Corporate direct financing in S.Korea reduces on lower equity sales

text

Corporate direct financing, including bond and stock sales, in South Korea reduced in May as lack of demand for corporate bond and equity issuances, financial watchdog data showed Tuesday.

Corporate debt financing, including debt and equity funding, reached 10.74 trillion won (10.54 billion U.S. dollars) in May, down 3.4 percent from a month earlier, according to the Financial Supervisory Service (FSS).

It was attributable to a drop in rights offering and corporate bond sales by industrial companies, the FSS said.

Equity financing such as rights offering and initial public offering (IPO) plunged to 119.8 billion won in May from 487.2 billion won in April.
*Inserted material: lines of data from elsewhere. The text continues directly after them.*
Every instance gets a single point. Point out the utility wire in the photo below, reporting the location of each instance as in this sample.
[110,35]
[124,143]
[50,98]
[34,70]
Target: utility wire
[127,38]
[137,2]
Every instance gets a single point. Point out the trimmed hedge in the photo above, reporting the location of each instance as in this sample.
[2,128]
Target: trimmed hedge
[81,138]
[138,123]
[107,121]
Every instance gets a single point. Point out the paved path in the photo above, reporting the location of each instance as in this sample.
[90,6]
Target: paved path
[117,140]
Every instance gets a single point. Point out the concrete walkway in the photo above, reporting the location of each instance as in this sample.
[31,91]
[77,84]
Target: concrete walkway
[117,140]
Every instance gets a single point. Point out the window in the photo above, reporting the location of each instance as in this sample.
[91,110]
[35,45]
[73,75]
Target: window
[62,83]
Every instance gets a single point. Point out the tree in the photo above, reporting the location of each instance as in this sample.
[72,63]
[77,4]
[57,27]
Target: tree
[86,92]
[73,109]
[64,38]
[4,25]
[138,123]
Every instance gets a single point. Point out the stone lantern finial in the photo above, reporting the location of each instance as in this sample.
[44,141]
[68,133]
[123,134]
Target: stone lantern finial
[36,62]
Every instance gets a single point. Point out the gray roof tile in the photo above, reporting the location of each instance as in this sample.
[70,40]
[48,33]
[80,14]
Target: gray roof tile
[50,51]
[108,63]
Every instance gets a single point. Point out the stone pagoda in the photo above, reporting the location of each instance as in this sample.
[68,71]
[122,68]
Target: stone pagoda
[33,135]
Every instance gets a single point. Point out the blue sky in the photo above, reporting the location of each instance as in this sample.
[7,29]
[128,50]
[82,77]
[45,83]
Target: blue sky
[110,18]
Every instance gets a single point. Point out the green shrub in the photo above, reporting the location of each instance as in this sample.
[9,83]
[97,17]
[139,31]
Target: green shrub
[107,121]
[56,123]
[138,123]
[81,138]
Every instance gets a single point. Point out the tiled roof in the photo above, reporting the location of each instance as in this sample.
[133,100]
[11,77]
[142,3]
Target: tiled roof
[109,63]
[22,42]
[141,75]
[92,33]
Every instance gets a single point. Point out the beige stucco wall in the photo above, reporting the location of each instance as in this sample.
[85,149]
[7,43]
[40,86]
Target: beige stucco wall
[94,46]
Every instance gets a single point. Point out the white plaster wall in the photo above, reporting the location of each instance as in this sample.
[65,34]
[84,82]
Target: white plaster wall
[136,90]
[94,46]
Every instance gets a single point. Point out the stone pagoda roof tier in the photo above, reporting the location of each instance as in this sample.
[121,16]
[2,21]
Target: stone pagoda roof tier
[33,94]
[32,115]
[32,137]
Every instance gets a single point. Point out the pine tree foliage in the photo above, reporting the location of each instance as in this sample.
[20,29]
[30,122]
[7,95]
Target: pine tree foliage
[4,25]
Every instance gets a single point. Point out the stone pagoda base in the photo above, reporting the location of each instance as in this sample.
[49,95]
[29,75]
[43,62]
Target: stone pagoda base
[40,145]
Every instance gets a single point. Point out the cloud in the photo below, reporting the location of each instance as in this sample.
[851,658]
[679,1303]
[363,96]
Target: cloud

There was no company issuing shares last month in the main bourse KOSPI, with four rights offering made in the tech-heavy KOSDAQ market. There was only one IPO worth 16.3 billion won last month.
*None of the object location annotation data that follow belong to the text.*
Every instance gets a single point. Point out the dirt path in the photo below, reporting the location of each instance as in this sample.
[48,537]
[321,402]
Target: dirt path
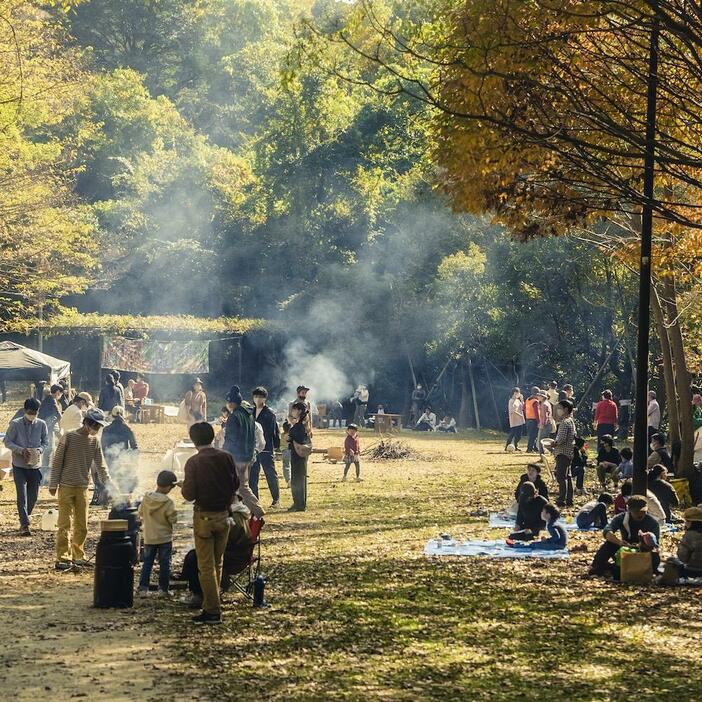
[57,646]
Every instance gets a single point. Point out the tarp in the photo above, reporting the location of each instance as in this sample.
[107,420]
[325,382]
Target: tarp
[144,356]
[21,363]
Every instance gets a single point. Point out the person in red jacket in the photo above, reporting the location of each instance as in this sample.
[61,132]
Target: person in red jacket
[606,417]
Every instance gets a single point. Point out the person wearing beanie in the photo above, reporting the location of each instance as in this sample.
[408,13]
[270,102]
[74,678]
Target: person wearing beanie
[240,442]
[625,529]
[158,517]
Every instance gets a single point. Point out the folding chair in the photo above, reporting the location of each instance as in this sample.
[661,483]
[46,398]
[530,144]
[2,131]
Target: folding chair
[242,579]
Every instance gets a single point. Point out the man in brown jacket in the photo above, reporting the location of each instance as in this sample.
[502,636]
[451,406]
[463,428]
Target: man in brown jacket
[211,482]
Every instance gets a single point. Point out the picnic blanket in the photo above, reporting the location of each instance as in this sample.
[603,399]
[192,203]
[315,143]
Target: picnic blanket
[492,549]
[500,520]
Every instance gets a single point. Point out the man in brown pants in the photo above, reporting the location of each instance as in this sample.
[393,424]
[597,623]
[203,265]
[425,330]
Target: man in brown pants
[211,482]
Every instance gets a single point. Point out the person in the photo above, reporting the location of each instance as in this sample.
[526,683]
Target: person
[529,521]
[688,563]
[625,530]
[119,447]
[515,410]
[659,453]
[532,475]
[557,538]
[608,459]
[625,470]
[578,464]
[109,395]
[240,442]
[302,391]
[285,453]
[195,402]
[419,396]
[653,414]
[50,412]
[447,425]
[72,418]
[265,458]
[27,438]
[211,482]
[158,517]
[352,452]
[531,413]
[594,513]
[563,449]
[360,400]
[663,490]
[427,422]
[547,426]
[606,417]
[71,467]
[297,434]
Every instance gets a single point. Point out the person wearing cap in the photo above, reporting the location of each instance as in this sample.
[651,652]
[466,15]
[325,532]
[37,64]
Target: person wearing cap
[210,482]
[119,447]
[531,413]
[72,418]
[195,402]
[625,529]
[265,417]
[240,442]
[27,437]
[158,517]
[71,467]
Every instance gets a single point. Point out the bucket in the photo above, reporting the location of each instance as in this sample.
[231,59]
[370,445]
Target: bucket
[49,520]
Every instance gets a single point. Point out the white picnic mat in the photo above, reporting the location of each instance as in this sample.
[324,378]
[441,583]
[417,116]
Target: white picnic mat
[492,549]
Debt financing, including sales of corporate bonds, bank debentures and asset-backed securities (ABS), stood at 10.62 trillion won in May, almost unchanged from 10.63 trillion won a month earlier.

Corporate bond sales tumbled 28.2 percent in May from a month earlier, but those for ABS and bank debentures surged 31.9 percent and 27.2 percent respectively.

Bipolarization in the corporate bond market lasted. There was no debt issuance by small firms, but 33 large firms with high credit ratings sold bonds worth 3.53 trillion won in May.